In an action to recover damages for personal injuries, etc., the defendants appeal from an order of the Supreme Court, Queens County (Pineda–Kirwan, J.), entered July 25, 2011, which granted the plaintiff's motion for summary judgment on the issue of liability.
ORDERED that the order is reversed, on the law, with costs, and the plaintiff's motion for summary judgment on the issue of liability is denied.
A driver is bound to see what is there to be seen through the proper use of his or her senses (see Matamoro v.
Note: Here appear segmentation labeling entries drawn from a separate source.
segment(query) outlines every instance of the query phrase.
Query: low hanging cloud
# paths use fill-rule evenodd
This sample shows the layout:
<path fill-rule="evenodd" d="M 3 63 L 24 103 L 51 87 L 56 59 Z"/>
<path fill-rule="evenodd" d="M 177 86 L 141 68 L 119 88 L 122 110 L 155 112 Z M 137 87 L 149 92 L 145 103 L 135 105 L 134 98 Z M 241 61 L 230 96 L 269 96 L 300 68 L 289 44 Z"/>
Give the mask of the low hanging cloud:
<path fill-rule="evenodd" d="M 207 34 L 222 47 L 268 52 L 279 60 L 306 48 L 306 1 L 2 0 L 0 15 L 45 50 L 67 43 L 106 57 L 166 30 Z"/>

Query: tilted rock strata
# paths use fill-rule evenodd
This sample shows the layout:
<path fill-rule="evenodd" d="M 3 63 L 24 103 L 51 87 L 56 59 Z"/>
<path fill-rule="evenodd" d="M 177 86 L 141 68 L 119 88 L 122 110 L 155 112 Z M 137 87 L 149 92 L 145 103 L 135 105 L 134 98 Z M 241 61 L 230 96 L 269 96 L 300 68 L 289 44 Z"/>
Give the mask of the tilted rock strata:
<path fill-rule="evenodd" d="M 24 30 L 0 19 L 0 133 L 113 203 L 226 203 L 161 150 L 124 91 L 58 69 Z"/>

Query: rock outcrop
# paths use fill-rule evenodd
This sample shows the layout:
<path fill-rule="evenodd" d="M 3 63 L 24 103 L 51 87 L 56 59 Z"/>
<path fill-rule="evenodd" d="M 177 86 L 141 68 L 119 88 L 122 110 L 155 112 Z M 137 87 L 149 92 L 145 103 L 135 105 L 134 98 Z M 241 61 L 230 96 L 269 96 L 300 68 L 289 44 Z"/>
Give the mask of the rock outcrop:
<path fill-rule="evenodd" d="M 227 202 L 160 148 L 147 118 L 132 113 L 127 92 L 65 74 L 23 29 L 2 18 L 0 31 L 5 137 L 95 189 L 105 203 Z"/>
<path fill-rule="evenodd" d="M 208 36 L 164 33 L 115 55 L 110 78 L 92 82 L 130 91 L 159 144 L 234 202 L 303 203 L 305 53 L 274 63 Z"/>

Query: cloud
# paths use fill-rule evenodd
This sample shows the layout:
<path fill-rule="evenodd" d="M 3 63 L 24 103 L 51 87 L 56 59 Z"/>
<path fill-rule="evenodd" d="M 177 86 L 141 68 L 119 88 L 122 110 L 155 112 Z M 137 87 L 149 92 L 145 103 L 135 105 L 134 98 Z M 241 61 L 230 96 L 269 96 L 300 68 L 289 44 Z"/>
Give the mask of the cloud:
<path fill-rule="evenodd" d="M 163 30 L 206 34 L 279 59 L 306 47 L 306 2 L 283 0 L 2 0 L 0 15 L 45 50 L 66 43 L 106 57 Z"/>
City of New York, 94 A.D.3d 722, 941 N.Y.S.2d 684; Wilson v. Rosedom, 82 A.D.3d 970, 919 N.Y.S.2d 59; Topalis v. Zwolski, 76 A.D.3d 524, 525, 906 N.Y.S.2d 317; Gonzalez v. County of Suffolk, 277 A.D.2d 350, 716 N.Y.S.2d 404), and is negligent for the failure to do so (see Todd v. Godek, 71 A.D.3d 872, 895 N.Y.S.2d 861). A driver also has a duty to exercise reasonable care under the circumstances to avoid an accident (see Filippazzo v. Santiago, 277 A.D.2d 419, 420, 716 N.Y.S.2d 710; Johnson v. Phillips, 261 A.D.2d 269, 271, 690 N.Y.S.2d 545).
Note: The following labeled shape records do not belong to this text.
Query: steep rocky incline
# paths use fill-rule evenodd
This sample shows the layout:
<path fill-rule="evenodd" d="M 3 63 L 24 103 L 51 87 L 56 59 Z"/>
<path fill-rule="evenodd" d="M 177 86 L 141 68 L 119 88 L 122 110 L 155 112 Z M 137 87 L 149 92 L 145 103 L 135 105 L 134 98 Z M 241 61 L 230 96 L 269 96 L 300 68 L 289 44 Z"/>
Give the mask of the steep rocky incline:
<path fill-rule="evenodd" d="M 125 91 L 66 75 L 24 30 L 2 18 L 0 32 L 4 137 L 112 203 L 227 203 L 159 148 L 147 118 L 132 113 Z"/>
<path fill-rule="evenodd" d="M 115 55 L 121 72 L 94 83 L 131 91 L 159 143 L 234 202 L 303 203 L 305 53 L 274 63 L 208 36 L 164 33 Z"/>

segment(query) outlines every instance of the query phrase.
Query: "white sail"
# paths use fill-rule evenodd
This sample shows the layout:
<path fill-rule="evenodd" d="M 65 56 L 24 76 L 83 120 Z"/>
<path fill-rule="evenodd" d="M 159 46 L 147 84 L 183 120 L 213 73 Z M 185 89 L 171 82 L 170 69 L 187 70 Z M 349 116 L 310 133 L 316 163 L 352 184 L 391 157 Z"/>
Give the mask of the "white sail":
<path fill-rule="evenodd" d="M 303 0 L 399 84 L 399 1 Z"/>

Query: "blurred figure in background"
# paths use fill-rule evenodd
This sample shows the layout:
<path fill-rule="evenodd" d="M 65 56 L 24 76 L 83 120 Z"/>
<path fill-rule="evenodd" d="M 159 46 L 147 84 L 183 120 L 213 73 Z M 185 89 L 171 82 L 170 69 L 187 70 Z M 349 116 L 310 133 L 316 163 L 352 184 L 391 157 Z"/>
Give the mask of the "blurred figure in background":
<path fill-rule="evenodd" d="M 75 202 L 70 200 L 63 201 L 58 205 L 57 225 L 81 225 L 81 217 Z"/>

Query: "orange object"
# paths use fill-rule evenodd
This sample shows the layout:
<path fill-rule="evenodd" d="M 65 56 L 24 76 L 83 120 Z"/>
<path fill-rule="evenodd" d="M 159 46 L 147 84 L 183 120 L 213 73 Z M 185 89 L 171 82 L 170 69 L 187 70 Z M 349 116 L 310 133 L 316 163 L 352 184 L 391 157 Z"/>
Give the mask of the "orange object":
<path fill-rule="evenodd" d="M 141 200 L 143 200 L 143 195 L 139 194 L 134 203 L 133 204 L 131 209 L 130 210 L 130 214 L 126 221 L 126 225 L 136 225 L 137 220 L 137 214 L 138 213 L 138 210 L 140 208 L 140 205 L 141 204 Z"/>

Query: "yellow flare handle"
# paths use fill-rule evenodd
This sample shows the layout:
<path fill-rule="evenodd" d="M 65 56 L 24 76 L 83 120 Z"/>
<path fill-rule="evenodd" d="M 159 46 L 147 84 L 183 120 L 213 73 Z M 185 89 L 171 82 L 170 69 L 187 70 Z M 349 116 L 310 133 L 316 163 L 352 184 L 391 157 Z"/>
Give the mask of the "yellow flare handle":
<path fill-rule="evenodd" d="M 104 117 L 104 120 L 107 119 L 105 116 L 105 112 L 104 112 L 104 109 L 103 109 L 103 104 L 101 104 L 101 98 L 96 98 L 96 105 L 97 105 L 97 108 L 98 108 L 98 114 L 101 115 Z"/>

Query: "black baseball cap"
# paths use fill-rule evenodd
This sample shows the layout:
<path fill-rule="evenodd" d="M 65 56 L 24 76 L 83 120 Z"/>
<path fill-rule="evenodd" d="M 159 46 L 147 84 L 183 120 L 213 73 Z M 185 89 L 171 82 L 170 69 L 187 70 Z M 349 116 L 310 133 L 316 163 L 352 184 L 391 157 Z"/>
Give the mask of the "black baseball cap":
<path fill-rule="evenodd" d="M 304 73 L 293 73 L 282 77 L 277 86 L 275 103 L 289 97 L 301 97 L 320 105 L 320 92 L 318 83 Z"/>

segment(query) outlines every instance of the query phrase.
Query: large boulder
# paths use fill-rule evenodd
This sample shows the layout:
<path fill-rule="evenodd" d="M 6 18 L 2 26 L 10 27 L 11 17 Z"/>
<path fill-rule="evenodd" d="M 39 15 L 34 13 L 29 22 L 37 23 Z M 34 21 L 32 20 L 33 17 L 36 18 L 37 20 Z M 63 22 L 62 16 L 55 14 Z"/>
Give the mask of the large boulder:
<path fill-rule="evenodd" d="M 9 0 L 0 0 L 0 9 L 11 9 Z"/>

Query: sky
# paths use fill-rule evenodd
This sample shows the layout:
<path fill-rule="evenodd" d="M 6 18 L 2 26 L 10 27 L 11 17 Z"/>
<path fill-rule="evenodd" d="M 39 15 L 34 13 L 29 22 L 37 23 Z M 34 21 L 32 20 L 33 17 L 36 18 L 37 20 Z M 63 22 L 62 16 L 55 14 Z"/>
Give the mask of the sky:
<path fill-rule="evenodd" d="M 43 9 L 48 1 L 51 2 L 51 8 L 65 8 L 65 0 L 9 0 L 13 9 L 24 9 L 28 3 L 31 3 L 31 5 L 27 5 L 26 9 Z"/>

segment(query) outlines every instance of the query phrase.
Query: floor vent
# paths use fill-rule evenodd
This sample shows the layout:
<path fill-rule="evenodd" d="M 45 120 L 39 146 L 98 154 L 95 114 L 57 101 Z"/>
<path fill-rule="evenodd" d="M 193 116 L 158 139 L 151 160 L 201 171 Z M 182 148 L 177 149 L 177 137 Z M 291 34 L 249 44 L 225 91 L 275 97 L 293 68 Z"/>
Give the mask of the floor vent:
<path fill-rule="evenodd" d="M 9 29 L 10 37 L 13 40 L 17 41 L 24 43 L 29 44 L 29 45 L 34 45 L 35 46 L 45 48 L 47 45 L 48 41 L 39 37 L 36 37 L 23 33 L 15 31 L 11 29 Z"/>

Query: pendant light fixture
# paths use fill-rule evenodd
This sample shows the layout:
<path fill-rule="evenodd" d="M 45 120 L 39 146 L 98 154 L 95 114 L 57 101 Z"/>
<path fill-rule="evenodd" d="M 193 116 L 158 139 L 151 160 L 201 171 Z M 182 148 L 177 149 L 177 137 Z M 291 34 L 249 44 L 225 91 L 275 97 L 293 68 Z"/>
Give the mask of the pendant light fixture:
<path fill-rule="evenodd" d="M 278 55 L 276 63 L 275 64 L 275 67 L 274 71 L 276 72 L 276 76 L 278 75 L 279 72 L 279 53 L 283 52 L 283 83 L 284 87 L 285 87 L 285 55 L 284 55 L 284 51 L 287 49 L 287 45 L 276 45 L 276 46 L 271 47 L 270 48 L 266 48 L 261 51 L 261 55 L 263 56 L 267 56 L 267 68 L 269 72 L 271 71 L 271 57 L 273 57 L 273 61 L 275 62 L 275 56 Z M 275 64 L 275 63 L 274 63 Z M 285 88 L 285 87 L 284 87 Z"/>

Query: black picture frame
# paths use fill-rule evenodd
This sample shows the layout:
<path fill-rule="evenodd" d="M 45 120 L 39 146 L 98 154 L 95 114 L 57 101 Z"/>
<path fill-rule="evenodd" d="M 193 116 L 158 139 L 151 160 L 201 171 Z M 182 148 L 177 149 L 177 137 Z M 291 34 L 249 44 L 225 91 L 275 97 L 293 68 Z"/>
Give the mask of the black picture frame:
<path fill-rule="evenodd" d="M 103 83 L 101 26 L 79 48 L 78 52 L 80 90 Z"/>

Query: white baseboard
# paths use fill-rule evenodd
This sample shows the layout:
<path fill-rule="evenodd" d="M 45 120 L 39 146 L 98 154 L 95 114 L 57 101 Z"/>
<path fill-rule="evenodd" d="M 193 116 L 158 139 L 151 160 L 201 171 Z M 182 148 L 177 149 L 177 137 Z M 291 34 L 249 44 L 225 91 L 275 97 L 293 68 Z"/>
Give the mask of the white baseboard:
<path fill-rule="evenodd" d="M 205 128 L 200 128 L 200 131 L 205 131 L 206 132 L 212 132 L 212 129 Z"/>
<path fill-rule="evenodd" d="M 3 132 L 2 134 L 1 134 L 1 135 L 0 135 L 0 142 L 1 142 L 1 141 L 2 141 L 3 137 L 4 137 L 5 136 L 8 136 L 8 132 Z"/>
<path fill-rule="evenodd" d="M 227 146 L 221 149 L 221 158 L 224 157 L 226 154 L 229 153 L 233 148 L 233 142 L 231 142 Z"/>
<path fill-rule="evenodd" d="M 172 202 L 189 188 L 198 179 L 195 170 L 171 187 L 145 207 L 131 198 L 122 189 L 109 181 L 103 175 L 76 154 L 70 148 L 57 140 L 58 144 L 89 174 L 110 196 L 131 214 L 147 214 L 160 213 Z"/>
Although a violation of the Vehicle and Traffic Law constitutes negligence as a matter of law (see Vainer v. DiSalvo, 79 A.D.3d 1023, 914 N.Y.S.2d 236; Botero v. Erraez, 289 A.D.2d 274, 734 N.Y.S.2d 565; Ferrara v. Castro, 283 A.D.2d 392, 724 N.Y.S.2d 81; Packer v. Mirasola, 256 A.D.2d 394, 681 N.Y.S.2d 559), “ ‘[t]here can be more than one proximate cause of an accident’ “ (Lopez v. Reyes–Flores, 52 A.D.3d 785, 786, 861 N.Y.S.2d 389, quoting Cox v. Nunez, 23 A.D.3d 427, 427, 805 N.Y.S.2d 604; see Allen v. Echols, 88 A.D.3d 926, 927, 931 N.Y.S.2d 402). Consequently, “the proponent of a summary judgment motion has the burden of establishing freedom from comparative negligence as a matter of law” (Pollack v. Margolin, 84 A.D.3d 1341, 1342, 924 N.Y.S.2d 282; see Gardella v. Esposito Foods, Inc., 80 A.D.3d 660, 660, 914 N.Y.S.2d 678), bearing in mind “that the issue of comparative fault is generally a question for the trier of fact” (Allen v. Echols, 88 A.D.3d at 927, 931 N.Y.S.2d 402).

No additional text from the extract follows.